It's not just celebrity chefs who suffer from this syndrome. A recent discussion at the cookbook forum revolved around the same issue---recipes supposedly aimed at the general American public which called for strange, hard-to-find, and unavailable ingredients.

The fact is, for many---perhaps most---of us, ingredients are the hardest things to locate. What may be commonly sold in New York is irrelevent, because it's a special ingredient if you live in, say, Salt Lake City. Or, to put a point on it, "everywhere" doesn't include Richmond, KY.

I was wondering, therefore: If you had a choice, what missing-in-action ingredients would you like to see available locally that aren't?

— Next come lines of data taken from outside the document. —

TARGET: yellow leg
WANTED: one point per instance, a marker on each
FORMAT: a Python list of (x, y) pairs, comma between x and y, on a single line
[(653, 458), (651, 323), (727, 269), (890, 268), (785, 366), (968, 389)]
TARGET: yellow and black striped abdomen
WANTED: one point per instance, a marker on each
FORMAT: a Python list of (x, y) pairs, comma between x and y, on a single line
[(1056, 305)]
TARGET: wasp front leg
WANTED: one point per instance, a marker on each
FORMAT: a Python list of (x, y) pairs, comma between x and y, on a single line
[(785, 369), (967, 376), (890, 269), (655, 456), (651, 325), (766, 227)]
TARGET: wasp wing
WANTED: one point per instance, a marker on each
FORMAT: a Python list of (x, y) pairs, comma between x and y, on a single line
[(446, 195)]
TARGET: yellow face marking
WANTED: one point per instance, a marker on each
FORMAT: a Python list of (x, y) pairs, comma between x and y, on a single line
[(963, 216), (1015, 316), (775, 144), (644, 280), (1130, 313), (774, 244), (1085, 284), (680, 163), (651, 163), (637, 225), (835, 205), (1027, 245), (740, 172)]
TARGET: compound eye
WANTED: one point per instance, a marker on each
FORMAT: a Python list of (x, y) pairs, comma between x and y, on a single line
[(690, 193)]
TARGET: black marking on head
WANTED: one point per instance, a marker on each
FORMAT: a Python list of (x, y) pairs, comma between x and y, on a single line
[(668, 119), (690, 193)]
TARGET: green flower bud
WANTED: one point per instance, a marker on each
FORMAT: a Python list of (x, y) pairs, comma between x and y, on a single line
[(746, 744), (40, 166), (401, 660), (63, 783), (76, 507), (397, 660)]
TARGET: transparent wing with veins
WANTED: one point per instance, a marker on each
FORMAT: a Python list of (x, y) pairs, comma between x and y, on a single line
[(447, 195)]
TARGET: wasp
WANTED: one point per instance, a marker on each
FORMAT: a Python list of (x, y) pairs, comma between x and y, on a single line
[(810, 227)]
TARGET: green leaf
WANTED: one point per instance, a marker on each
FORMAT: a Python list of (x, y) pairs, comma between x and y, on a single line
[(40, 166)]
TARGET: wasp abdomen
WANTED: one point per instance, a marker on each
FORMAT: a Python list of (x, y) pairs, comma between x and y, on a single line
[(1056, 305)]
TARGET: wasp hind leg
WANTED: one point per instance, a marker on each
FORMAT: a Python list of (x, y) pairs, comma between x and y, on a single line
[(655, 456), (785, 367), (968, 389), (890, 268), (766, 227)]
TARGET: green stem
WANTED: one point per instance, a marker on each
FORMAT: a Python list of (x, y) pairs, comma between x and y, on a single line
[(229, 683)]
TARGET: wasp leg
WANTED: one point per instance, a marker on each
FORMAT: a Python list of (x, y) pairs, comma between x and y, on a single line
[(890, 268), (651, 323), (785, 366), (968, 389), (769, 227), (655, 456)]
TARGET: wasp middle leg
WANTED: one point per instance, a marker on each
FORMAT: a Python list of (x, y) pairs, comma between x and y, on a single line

For me there's a long list. And it changes frequently, because I do such diverse cooking and recipe testing. But high up are the various specialty peppers: Aleppo, for instance, and Piment d'Espelette. The fact is, even sechuan peppercorns are unavailable locally, and I have to search long and hard for ancho chili powder.

Another group would be seafood. Although it's certainly better now than in the past, most fresh (or even FAS) seafood, taken for granted in the coastal cities, is MIA in central Kentucky. I would love to try grilling fresh sardines, for instance. But I've never seen one, let alone been able to toss it on the barbie. Striped bass are available only because I catch my own from our lakes. But nonanglers have to do without; as they do with most shellfish and finned fish.

Then there are......well, enough of my desires. What "available everywhere" ingredients do you most miss?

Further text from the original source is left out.